The GNU C Library version 2.38 is now available
Umit Sami
umit.sami@memcus.com
Sun Aug 6 03:25:26 GMT 2023
Congratulations and Godspeed !
Umit
*------------------------*
*Umit D. Sami*
Founder and CEO - Memcus Inc.
*Cell:* (857) 472-0480
*Email:* umit.sami@memcus.com
On Fri, Aug 4, 2023 at 11:47 AM Andreas K. Huettel via Libc-announce <
libc-announce@sourceware.org> wrote:
> The GNU C Library
> =================
>
> The GNU C Library version 2.38 is now available.
>
> The GNU C Library is used as *the* C library in the GNU system and
> in GNU/Linux systems, as well as many other systems that use Linux
> as the kernel.
>
> The GNU C Library is primarily designed to be a portable
> and high performance C library. It follows all relevant
> standards including ISO C11 and POSIX.1-2017. It is also
> internationalized and has one of the most complete
> internationalization interfaces known.
>
> The GNU C Library webpage is at http://www.gnu.org/software/libc/
>
> Packages for the 2.38 release may be downloaded from:
> http://ftpmirror.gnu.org/libc/
> http://ftp.gnu.org/gnu/libc/
>
> The mirror list is at http://www.gnu.org/order/ftp.html
>
> Distributions are encouraged to track the release/* branches
> corresponding to the releases they are using. The release
> branches will be updated with conservative bug fixes and new
> features while retaining backwards compatibility.
>
> NEWS for version 2.38
> =====================
>
> Major new features:
>
> * When C2X features are enabled and the base argument is 0 or 2, the
> following functions support binary integers prefixed by 0b or 0B as
> input: strtol, strtoll, strtoul, strtoull, strtol_l, strtoll_l,
> strtoul_l, strtoull_l, strtoimax, strtoumax, strtoq, strtouq, wcstol,
> wcstoll, wcstoul, wcstoull, wcstol_l, wcstoll_l, wcstoul_l,
> wcstoull_l, wcstoimax, wcstoumax, wcstoq, wcstouq.

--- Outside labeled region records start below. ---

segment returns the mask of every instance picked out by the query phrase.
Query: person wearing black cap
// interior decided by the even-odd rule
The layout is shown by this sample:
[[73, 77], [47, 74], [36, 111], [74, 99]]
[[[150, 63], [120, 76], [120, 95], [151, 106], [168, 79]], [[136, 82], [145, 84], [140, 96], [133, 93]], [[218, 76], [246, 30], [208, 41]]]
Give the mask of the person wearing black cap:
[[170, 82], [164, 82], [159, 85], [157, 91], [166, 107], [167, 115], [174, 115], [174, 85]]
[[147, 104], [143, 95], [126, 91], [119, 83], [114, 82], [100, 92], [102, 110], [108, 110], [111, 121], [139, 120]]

Similarly, the
> following functions support binary integers prefixed by 0b or 0B as
> input to the %i format: fscanf, scanf, sscanf, vscanf, vsscanf,
> vfscanf, fwscanf, wscanf, swscanf, vfwscanf, vwscanf, vswscanf; those
> functions also support the %b format for binary integers, with or
> without such a prefix and independent of standards mode.
>
> * PRIb*, PRIB* and SCNb* macros from C2X have been added to
> <inttypes.h>.
>
> * printf-family functions now support the wN format length modifiers for
> arguments of type intN_t, int_leastN_t, uintN_t or uint_leastN_t (for
> example, %w32d to print int32_t or int_least32_t in decimal, or %w32x
> to print uint32_t or uint_least32_t in hexadecimal) and the wfN format
> length modifiers for arguments of type int_fastN_t or uint_fastN_t, as
> specified in draft ISO C2X.
>
> * A new tunable, glibc.pthread.stack_hugetlb, can be used to disable
> Transparent Huge Pages (THP) in stack allocation at pthread_create.
>
> * Support for x86_64 running on Hurd has been added. This port requires
> as least binutils 2.40 and GCC 13:
>
> - x86_64-gnu
>
> * Vector math library libmvec support has been added to AArch64. It
> requires GCC version >= 10.1.0. It can be disabled via
> "--disable-mathvec", however that is not a supported configuration as
> it changes the ABI. The symbol names follow the AArch64 vector ABI,
> they are declared in math.h and have to be called manually at this point.
>
> * The strlcpy and strlcat functions have been added. They are derived
> from OpenBSD, and are expected to be added to a future POSIX version.
>
> * A new configure option, "--enable-fortify-source", can be used to build
> the
> GNU C Library with _FORTIFY_SOURCE. The level of fortification can
> either be
> provided, or is set to the highest value supported by the compiler. If
> not
> explicitly enabled, then fortify source is forcibly disabled so to keep
> original behavior unchanged.
>
> Deprecated and removed features, and other changes affecting compatibility:
>
> * libcrypt is no longer built by default; one may use the "--enable-crypt"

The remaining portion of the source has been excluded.